Charley "Uncle Bud" Ryland,
3½ m. from Talladega Springs, Alabama

Jack Kytle
Editorial Dept.

"UNCLE BUD" RYLAND
THE COOSA FISHERMAN.

Below the lush spot where Cedar Creek flows into
the Coosa River, at the end of a dim wagon road, Charley
"Uncle Bud" Ryland sits on the front porch of his shanty
and dreams of the pas--when he is not fishing his trot-
lines. He has lived through a span of nearly seventy
years, and he has learned to be friendly with the water
giant. It has sometimes left its banks to sweep his
boats downstream, breaking them into splinters with its
fury. Once, it almost took away his cabin; but he never
berates it. "Durned river's like a man," he philosophizes,
"Hit's got t' blow off steam sometimes."

He was sitting beneath the huge oaks that keep his
yard in day-long shade when I came upon him.

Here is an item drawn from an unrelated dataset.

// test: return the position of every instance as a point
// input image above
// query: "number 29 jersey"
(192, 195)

For a
moment, he did not recognize me in the shadows of dusk.
He rose from his chair and began advancing cautiously.
He is blind in one eye, and the other, in his own words,
"ain't wuth what it'd cost t' buy 'specks'." But when
recognition dawned upon his tanned, deeply lined face,
he smiled and came down the path with a stiff-legged trot.

We shook hands silently for a moment, and then he
said, "Lord, boy, hit's been a time!"

" Yes," I answered, "it's been six years."